Graveyard Drift es un juego de carreras arcade para un solo jugador que mezcla mecánicas de conducción casual con elementos de acción en escenarios reducidos y ambientados en cementerios encantados. El jugador pilota un coche ágil entre hordas de zombis, centrándose en derrapes precisos, esquivar obstáculos y completar objetivos en pistas cortas pensadas para sesiones rápidas en PC.
Gameplay
El sistema de conducción sigue un estilo arcade optimizado para teclado. Acelerar, frenar y girar permiten mantener la velocidad mientras se realizan derrapes en curvas cerradas. A lo largo de cada arena aparecen zombis y barricadas que obligan a tomar decisiones en milésimas de segundo para esquivarlos o destruirlos sin perder el control.
Las monedas repartidas por los circuitos funcionan como coleccionables que ayudan a cumplir los objetivos de cada nivel. Las pistas priorizan la conducción concentrada en lugar de carreras largas, y su diseño favorece los intentos repetidos gracias a los reinicios inmediatos. Varios modelos de coche ofrecen ligeras diferencias de manejo para adaptarse a distintos estilos de juego.
La disposición compacta de los obstáculos mantiene la acción intensa y localizada, combinando los fundamentos de las carreras con toques de acción procedentes del tema zombi. El foco está en ejecutar derrapes limpios y elegir la mejor trayectoria, sin recurrir a simulaciones físicas complejas.
Modos de juego
El progreso se basa en una serie de desafíos por niveles. Cada arena plantea un objetivo concreto relacionado con el rendimiento en derrapes, la recogida de monedas o la eliminación de peligros dentro del entorno embrujado.
Los niveles permiten repetirlos fácilmente gracias a los reinicios rápidos, lo que facilita perfeccionar rutas y tiempos sin esperas largas. Esta estructura se adapta a sesiones cortas donde el objetivo es dominar cada pista en lugar de completar campañas extensas.
No se han confirmado modos adicionales más allá de estos desafíos principales, por lo que la experiencia se mantiene centrada en las decisiones de conducción en solitario dentro de arenas con temática zombi.

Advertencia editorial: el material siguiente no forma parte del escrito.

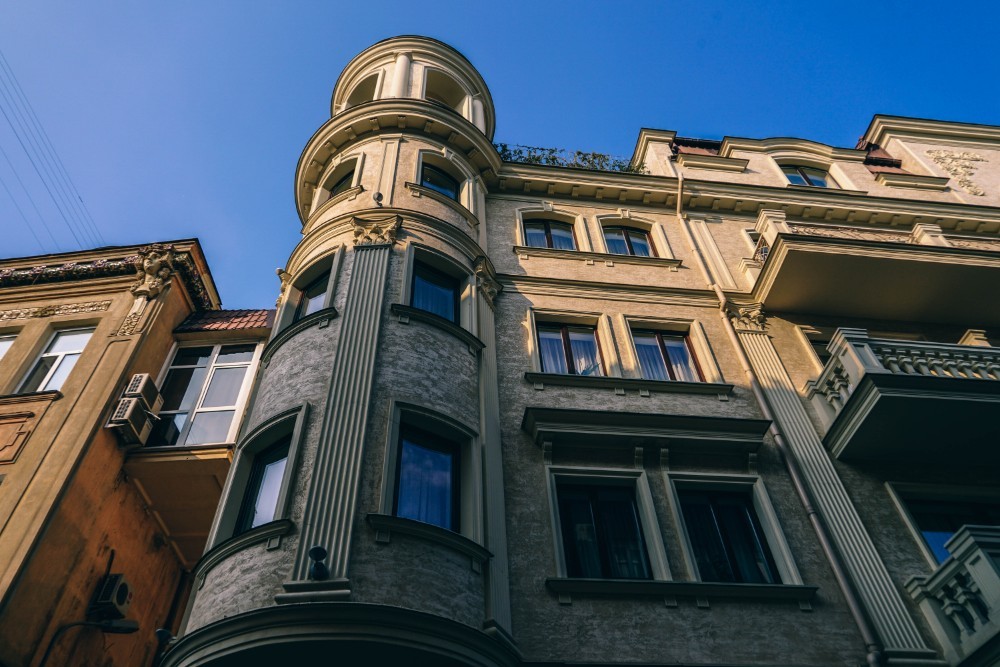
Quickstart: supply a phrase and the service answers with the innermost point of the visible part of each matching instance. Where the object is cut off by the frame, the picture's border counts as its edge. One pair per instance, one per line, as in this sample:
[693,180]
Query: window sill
[386,524]
[321,317]
[621,385]
[421,191]
[702,591]
[407,313]
[268,532]
[591,258]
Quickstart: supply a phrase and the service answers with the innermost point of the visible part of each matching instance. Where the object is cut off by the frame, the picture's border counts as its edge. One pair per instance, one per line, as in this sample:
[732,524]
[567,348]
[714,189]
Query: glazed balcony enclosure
[961,599]
[881,399]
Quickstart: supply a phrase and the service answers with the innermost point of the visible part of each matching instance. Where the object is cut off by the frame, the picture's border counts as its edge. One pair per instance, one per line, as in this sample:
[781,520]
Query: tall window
[549,234]
[260,501]
[569,349]
[439,180]
[313,296]
[625,241]
[201,392]
[666,357]
[601,532]
[726,537]
[939,520]
[427,479]
[435,292]
[818,178]
[55,364]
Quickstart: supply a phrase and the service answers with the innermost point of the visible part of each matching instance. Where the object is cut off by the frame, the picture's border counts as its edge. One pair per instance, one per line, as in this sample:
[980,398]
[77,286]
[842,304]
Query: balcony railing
[854,355]
[961,599]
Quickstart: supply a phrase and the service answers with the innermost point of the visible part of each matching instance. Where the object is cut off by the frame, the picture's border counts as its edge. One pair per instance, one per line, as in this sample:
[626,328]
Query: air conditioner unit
[131,421]
[111,599]
[141,386]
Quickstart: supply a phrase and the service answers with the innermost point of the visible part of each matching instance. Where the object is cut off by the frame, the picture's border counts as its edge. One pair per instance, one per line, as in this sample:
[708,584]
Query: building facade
[732,405]
[99,526]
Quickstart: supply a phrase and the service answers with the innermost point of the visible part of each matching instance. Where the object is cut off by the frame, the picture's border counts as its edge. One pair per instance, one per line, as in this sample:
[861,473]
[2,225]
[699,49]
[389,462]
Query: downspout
[875,657]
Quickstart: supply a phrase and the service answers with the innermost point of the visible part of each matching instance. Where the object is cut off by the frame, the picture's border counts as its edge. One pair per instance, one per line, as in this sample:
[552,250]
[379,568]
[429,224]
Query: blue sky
[187,118]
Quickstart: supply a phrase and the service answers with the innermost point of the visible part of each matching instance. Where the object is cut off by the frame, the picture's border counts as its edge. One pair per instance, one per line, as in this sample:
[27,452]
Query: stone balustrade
[961,599]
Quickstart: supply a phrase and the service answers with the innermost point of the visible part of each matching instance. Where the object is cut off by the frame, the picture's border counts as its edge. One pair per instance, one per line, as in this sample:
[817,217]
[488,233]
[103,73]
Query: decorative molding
[375,231]
[49,311]
[960,166]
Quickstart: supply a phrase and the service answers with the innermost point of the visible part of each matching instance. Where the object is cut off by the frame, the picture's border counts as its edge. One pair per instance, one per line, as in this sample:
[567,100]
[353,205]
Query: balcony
[859,271]
[888,400]
[961,599]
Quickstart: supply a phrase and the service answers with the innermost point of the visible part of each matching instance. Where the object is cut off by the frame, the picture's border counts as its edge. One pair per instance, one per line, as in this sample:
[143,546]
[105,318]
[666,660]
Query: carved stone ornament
[376,231]
[49,311]
[961,167]
[748,318]
[154,270]
[486,279]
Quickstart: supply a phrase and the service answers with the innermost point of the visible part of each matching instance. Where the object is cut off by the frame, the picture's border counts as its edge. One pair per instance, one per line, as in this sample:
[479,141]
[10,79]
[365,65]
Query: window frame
[61,356]
[242,396]
[752,486]
[636,479]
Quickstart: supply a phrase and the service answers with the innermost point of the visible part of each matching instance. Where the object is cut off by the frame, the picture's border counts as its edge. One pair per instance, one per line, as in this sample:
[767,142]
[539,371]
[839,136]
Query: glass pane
[615,241]
[425,479]
[562,236]
[182,387]
[650,358]
[231,354]
[38,374]
[210,427]
[224,387]
[681,362]
[550,349]
[640,244]
[431,293]
[69,341]
[534,235]
[267,494]
[793,176]
[192,356]
[586,358]
[61,372]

Diseño de niveles y atmósfera
Las arenas presentan giros cerrados y distribuciones densas que invitan a planificar trayectorias de derrape. Los obstáculos zombis se integran en el flujo de la carrera, creando peligros dinámicos que hay que sortear junto a barricadas y monedas.
El tema de terror influye en los elementos visuales y ambientales sin modificar el enfoque principal de las carreras. Los diseños compactos garantizan que cada intento sea breve pero rejugable, en línea con la propuesta de decisiones rápidas y respuesta inmediata.
¿Merece la pena jugarlo?
Graveyard Drift está dirigido a quienes buscan sesiones cortas y repetibles de carreras arcade con controles sencillos y un toque de acción ligero gracias a los obstáculos zombis. El manejo adaptado a teclado y los reinicios instantáneos lo hacen accesible para partidas casuales en PC sin necesidad de hardware avanzado ni compromisos largos.
Al tratarse de un título aún por estrenar sin versión disponible ni opiniones de jugadores, cualquier valoración se basa únicamente en la mecánica descrita. Quienes disfrutan de juegos indie de conducción que priorizan la precisión en derrapes y el dominio de niveles en entornos reducidos pueden encontrar atractivo este bucle de juego una vez que salga.
El formato para un solo jugador y el énfasis en carreras rápidas lo sitúan como una opción interesante para aficionados a los híbridos de acción y carreras casuales que prefieren desafíos breves frente a mundos abiertos o multijugador competitivo.